Metadata-Version: 2.1
Name: json-stream-rs-tokenizer
Version: 0.4.25
Summary: A faster tokenizer for the json-stream Python library
Project-URL: Repository, https://github.com/smheidrich/py-json-stream-rs-tokenizer
Classifier: Programming Language :: Rust
Classifier: Programming Language :: Python :: Implementation :: CPython
Classifier: Programming Language :: Python :: Implementation :: PyPy
Classifier: Programming Language :: Python :: 3.7
Classifier: Programming Language :: Python :: 3.8
Classifier: Programming Language :: Python :: 3.9
Classifier: Programming Language :: Python :: 3.10
Classifier: Programming Language :: Python :: 3.11
Classifier: License :: OSI Approved :: MIT License
Requires-Python: >=3.7,<4
Description-Content-Type: text/markdown
License-File: LICENSE
Provides-Extra: benchmark
Requires-Dist: json-stream-to-standard-types <0.2,>=0.1 ; extra == 'benchmark'
Requires-Dist: tqdm <5,>=4.64 ; extra == 'benchmark'
Requires-Dist: contexttimer <0.4,>=0.3 ; extra == 'benchmark'
Requires-Dist: si-prefix <2,>=1.2 ; extra == 'benchmark'
Requires-Dist: typer <0.7,>=0.6 ; extra == 'benchmark'
Provides-Extra: test
Requires-Dist: pytest <8,>7.1 ; extra == 'test'
Requires-Dist: json-stream-rs-tokenizer[benchmark] ; extra == 'test'
Requires-Dist: json-stream ==2.3.2 ; extra == 'test'

> **NOTE:** `json-stream-rs-tokenizer` is now automatically used by
> `json-stream`, so unless you find a bug, you can ignore this package's
> existence!

# json-stream-rs-tokenizer

[![CI build badge](https://github.com/smheidrich/py-json-stream-rs-tokenizer/actions/workflows/build.yml/badge.svg)](https://github.com/smheidrich/py-json-stream-rs-tokenizer/actions/workflows/build.yml)
[![CI test badge](https://github.com/smheidrich/py-json-stream-rs-tokenizer/actions/workflows/test.yml/badge.svg)](https://github.com/smheidrich/py-json-stream-rs-tokenizer/actions/workflows/test.yml)
[![PyPI package and version badge](https://img.shields.io/pypi/v/json-stream-rs-tokenizer)](https://pypi.org/project/json-stream-rs-tokenizer/)
[![Supported Python versions badge](https://img.shields.io/pypi/pyversions/json-stream-rs-tokenizer)](https://pypi.org/project/json-stream-rs-tokenizer/)

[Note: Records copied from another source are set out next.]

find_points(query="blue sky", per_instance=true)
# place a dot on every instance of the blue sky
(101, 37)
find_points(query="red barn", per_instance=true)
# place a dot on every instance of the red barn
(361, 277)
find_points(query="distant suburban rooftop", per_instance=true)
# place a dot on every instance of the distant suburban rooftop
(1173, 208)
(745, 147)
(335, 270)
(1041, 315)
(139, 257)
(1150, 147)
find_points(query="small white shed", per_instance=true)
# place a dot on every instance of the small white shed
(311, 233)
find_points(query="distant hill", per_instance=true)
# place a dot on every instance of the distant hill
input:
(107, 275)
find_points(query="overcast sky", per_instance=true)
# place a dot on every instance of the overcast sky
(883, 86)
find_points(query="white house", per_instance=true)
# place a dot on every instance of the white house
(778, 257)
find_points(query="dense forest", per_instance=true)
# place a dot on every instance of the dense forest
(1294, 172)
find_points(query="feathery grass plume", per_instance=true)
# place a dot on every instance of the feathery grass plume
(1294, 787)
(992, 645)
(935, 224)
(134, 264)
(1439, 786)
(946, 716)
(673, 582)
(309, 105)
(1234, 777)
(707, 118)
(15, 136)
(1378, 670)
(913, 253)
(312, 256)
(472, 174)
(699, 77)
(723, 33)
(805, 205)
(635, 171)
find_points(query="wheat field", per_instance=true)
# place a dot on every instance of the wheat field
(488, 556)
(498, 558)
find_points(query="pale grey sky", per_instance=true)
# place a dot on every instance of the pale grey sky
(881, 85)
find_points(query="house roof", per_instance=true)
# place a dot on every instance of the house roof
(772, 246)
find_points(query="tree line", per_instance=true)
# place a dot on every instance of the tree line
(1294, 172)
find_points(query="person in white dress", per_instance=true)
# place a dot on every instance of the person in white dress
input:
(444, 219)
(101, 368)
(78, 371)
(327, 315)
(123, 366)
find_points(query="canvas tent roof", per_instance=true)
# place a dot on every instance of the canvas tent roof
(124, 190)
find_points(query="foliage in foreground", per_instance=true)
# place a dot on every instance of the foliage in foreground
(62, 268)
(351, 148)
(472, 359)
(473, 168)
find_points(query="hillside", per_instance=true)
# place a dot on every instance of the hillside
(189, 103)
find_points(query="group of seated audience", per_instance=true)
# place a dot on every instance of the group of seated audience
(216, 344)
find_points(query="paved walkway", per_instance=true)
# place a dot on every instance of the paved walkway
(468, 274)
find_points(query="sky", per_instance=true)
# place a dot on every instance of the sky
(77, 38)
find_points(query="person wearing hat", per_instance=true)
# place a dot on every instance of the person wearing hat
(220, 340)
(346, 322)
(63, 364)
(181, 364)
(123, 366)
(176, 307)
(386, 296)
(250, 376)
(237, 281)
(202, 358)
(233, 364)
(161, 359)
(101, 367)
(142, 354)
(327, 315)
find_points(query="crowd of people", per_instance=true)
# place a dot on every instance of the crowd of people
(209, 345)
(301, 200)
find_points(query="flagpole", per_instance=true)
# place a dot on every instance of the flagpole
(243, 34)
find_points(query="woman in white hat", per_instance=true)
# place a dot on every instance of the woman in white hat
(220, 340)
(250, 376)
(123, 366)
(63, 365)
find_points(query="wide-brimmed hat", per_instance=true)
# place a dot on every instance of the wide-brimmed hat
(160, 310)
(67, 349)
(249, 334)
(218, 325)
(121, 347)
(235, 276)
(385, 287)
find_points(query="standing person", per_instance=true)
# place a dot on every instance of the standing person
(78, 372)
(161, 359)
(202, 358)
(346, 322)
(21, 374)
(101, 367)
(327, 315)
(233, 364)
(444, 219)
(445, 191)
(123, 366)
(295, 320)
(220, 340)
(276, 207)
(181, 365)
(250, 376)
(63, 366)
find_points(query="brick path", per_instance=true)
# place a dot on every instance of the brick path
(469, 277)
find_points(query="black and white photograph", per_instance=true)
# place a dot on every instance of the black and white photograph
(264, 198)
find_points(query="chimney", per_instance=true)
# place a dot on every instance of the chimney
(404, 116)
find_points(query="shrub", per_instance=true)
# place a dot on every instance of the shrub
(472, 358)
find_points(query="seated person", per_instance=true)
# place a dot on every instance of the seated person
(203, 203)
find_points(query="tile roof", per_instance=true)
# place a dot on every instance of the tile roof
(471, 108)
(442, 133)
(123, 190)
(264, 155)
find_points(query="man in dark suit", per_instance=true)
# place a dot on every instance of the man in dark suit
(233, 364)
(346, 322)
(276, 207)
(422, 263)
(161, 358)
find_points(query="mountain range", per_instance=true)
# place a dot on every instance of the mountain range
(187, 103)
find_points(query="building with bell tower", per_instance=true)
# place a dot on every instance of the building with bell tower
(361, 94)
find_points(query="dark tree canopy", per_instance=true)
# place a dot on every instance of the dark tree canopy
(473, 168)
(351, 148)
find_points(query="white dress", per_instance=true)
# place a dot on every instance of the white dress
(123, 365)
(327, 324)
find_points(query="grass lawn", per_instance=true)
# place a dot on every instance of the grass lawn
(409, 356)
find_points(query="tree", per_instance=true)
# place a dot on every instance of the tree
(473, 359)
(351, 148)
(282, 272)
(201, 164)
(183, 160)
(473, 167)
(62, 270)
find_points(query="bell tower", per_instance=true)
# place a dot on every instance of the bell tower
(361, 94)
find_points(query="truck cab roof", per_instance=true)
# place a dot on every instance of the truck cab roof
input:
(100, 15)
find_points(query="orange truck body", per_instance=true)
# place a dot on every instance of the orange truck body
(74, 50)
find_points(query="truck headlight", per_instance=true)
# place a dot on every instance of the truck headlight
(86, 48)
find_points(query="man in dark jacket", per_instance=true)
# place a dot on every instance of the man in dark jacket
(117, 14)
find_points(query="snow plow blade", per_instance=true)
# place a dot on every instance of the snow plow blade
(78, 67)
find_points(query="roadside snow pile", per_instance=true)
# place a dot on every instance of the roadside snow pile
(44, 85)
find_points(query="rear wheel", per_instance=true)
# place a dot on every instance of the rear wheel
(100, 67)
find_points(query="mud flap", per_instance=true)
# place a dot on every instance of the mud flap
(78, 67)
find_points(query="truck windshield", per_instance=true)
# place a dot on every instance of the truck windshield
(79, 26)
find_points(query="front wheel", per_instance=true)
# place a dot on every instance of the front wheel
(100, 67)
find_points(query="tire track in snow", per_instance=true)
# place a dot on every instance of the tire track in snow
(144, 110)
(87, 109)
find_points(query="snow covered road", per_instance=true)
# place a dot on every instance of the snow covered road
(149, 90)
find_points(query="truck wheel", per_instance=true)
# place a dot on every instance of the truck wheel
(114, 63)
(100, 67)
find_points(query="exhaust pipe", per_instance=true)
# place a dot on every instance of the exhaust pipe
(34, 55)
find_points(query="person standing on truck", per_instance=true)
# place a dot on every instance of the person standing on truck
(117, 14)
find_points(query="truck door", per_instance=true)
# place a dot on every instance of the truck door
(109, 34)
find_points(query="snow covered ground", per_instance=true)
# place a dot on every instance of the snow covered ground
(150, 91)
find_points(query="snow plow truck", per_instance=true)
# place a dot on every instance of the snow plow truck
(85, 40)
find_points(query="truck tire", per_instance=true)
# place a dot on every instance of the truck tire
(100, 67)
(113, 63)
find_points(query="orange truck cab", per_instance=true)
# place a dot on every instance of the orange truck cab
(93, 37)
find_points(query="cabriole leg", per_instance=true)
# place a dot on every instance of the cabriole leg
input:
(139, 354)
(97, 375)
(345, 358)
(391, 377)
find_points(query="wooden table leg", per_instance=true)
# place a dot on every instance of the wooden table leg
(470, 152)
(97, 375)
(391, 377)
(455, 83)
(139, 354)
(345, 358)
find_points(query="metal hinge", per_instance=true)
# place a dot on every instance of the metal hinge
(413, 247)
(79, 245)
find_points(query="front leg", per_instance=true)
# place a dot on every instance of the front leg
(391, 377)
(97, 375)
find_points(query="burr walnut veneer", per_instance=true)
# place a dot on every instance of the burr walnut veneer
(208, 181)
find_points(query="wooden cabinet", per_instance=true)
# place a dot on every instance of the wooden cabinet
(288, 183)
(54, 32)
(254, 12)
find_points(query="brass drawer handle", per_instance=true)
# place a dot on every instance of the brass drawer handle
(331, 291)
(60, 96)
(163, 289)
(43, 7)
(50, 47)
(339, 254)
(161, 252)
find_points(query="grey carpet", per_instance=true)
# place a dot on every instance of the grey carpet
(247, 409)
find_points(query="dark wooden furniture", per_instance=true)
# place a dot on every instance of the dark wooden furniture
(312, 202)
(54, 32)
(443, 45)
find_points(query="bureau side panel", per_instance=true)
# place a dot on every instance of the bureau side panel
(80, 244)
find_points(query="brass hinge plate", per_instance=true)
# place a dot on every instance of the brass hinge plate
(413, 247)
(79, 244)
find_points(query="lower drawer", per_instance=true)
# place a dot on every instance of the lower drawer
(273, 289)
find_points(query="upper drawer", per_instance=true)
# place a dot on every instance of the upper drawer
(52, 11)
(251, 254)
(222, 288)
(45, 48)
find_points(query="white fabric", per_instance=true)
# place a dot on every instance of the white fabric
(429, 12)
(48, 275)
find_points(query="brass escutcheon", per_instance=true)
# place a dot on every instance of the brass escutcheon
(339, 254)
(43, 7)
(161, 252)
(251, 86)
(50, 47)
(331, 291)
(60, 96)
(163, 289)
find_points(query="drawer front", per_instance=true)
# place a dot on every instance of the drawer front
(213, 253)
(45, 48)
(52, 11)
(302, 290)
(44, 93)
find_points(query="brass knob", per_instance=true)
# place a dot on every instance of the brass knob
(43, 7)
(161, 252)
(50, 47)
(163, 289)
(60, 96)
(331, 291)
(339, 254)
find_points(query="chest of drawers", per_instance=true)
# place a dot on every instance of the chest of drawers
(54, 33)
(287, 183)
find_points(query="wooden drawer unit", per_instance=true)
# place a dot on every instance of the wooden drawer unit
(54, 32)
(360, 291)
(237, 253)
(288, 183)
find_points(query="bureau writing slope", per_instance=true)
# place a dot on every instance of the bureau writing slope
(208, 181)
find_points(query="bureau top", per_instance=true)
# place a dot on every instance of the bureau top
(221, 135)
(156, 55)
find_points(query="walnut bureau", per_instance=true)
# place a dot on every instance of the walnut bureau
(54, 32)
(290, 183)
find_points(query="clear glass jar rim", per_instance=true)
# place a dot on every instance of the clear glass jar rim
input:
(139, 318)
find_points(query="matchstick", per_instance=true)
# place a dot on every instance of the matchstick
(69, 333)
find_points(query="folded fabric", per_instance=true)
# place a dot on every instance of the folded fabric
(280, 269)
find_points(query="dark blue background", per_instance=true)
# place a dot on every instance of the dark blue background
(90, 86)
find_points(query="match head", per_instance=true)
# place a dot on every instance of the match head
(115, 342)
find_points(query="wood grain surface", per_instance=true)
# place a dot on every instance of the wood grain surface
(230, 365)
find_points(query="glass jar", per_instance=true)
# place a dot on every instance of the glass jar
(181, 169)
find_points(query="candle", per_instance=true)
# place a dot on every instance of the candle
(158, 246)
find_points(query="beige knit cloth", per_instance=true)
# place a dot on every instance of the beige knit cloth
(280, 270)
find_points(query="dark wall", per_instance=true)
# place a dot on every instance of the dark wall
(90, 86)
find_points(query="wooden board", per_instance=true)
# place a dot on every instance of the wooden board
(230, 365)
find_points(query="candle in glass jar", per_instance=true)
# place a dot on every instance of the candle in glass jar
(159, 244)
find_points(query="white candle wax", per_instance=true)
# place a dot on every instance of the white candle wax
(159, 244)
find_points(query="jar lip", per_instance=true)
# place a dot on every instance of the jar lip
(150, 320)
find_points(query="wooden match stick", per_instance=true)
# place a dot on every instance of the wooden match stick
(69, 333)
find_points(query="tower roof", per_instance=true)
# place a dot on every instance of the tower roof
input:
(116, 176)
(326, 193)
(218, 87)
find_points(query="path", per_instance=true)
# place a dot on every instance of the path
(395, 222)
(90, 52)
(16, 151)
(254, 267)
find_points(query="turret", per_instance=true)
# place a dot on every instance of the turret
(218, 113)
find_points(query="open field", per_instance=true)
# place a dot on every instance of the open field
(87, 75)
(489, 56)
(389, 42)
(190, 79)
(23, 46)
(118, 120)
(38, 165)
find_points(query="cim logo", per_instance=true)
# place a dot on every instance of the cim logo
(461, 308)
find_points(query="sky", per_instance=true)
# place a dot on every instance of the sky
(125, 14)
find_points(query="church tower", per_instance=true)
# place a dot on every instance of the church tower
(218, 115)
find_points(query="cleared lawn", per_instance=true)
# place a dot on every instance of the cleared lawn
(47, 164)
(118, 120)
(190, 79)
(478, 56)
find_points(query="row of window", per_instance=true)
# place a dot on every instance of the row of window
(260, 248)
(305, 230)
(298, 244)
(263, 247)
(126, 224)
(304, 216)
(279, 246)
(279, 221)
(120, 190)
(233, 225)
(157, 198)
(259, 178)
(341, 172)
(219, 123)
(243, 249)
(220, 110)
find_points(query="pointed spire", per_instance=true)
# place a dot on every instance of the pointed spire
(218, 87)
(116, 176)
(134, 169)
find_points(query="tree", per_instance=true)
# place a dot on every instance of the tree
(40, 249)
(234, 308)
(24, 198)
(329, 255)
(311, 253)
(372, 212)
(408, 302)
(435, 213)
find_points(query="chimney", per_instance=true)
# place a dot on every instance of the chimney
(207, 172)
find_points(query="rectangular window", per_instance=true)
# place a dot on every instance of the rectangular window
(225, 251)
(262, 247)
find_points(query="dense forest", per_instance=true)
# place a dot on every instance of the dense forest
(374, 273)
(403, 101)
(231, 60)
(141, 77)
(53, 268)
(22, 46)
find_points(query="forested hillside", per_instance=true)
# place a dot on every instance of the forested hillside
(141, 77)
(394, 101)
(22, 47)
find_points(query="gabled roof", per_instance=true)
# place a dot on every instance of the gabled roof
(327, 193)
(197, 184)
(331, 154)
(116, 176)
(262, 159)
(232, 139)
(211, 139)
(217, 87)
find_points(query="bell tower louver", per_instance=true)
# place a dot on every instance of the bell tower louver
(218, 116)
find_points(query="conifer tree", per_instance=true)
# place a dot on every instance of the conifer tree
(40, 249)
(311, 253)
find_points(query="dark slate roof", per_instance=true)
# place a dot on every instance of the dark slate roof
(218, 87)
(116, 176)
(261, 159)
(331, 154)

A faster tokenizer for the [json-stream](https://github.com/daggaz/json-stream)
Python library.

It's actually just `json-stream`'s own tokenizer (itself adapted from the
[NAYA](https://github.com/danielyule/naya) project) ported to Rust almost
verbatim and made available as a Python module using
[PyO3](https://github.com/PyO3/pyo3).

On my machine, it **speeds up parsing by a factor of 4–10**, depending on the
nature of the data.

## Installation

### Implicit

Starting at its 2.0 release, **`json-stream` depends on and uses
`json-stream-rs-tokenizer` by default**, so you don't need to install it
explicitly anymore.

### Explicit

If you use an older `json-stream` version (which you have no reason to do) or
need to install `json-stream-rs-tokenizer` explicitly for another reason, you
can do:

```bash
pip install json-stream-rs-tokenizer
```

The library will be installed as a prebuilt wheel if one is available for your
platform. Otherwise, pip will try to build it from the source distribution,
which requires a Rust toolchain to be installed and available to succeed.

Note that if the build from source fails, the package installation will be
considered successfully completed anyway, but `RustTokenizer` (see below) won't
be available for import. This is so that packages (specifically, `json-stream`)
can depend on the library but fall back to their own implementation if neither
a prebuilt wheel is available nor the build succeeds.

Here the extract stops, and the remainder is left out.